Les États-Unis se trouvent dans une situation compliquée où leur priorité géopolitique n'a pas grand-chose à voir avec ce qui se passe en Amérique du Sud. Le conflit en Ukraine (en l'occurrence, trouver un moyen de l'arrêter ou de le geler) et surtout la zone Asie-Pacifique sont leurs priorités. La lutte avec la Chine, qui malgré les apparences est éminemment économique, est le principal centre d'attention de l'Amérique du Nord, et l'existence de régimes ou de dirigeants populistes ou révolutionnaires en Amérique latine n'est pas considérée comme une menace réelle ou urgente, à l'exception d'un facteur, l'immigration. C'est le véritable problème hispano-américain qui préoccupe Washington dans la mesure où il peut l'affecter en raison de la pression qu'il exerce sur sa frontière méridionale. Au-delà des mesures visant à endiguer le flux, la Maison Blanche n'interviendra pas dans la politique de ses voisins du sud. La preuve la plus évidente en est ce qui s'est passé au début de l'invasion de l'Ukraine par la Russie. Au moment opportun, les sanctions contre le régime de Maduro ont été assouplies pour permettre au pétrole vénézuélien d'affluer sur les marchés afin de contenir les prix.
La principale conséquence à tirer de ce qui précède est que tout ce que le peuple vénézuélien peut ressentir aujourd'hui, c'est l'abandon et la lassitude. Leurs efforts sont restés lettre morte et n'ont fait que renforcer la répression, poussant de plus en plus de Vénézuéliens à quitter le pays.
À ce stade, la solution n'est pas facile à trouver. Le régime dispose de la force de l'appareil de sécurité et d'une partie fanatique de la population, pourrions-nous dire, l'opposition n'a pas encore allumé l'étincelle de la lassitude, et elle n'a certainement pas l'intention, raisonnablement, d'atteindre le pouvoir à tout prix, même si c'est par le biais d'un conflit civil. Elle ne peut se permettre de gouverner un pays sur la base d'un bain de sang. Et bien sûr, économiquement et socialement, le Venezuela ne le supporterait pas.
La pression doit venir de l'extérieur, mais de telle sorte qu'elle opprime les dirigeants du régime et non la population, qui souffre déjà de trop de misère. Et ce ne sont pas des États-Unis qu'il faut attendre une telle pression. L'Union européenne, et l'Espagne en particulier, a beaucoup à dire et plus d'intérêt à résoudre la situation qu'on ne le croit généralement.
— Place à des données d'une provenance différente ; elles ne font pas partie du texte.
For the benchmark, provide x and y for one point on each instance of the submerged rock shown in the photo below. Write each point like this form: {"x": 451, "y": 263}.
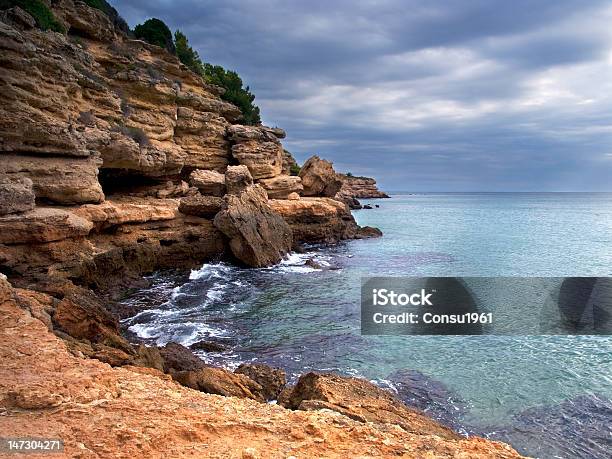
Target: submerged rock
{"x": 208, "y": 182}
{"x": 360, "y": 400}
{"x": 16, "y": 195}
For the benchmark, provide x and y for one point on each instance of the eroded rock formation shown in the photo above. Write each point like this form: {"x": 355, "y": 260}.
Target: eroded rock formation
{"x": 116, "y": 160}
{"x": 360, "y": 187}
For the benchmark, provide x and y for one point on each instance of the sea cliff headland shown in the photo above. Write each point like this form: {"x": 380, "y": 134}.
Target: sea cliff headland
{"x": 117, "y": 160}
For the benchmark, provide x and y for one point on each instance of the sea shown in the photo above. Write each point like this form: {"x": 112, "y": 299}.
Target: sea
{"x": 548, "y": 396}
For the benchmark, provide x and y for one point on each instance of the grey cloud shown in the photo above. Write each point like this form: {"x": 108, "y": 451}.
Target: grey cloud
{"x": 447, "y": 95}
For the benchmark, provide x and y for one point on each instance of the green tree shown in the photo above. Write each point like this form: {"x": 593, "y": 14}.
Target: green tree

Les liens du régime vénézuélien avec l'Iran et la Russie en font la courroie de transmission du récit de ces deux tyrannies vers l'Europe. Et en raison de sa culture, de ses relations et, bien sûr, de sa langue, l'Espagne est la porte d'entrée de leurs campagnes.
Pendant trop longtemps, nous avons détourné le regard ; nous n'avons pas raconté notre histoire ni vanté nos réalisations et nos contributions. Non seulement cela nous a éloignés d'une région qui a été l'Espagne (je ne dis pas « de l'Espagne ») pendant près de cinq cents ans, mais nous avons laissé à d'autres le soin de raconter l'histoire à notre place, ce qui a accentué le schisme.
Pour les mêmes raisons que d'autres utilisent le Venezuela pour implanter leur idéologie et lancer leurs messages, c'est nous qui devons tourner à nouveau notre regard vers l'Occident, chercher des moyens de l'aider, être sa voix dans l'Union européenne et devenir son principal défenseur en menant les politiques communes nécessaires pour mettre fin à une si grande injustice. Si nous y parvenons, notre rôle à l'égard de nos frères et sœurs américains évoluera très certainement dans le bon sens.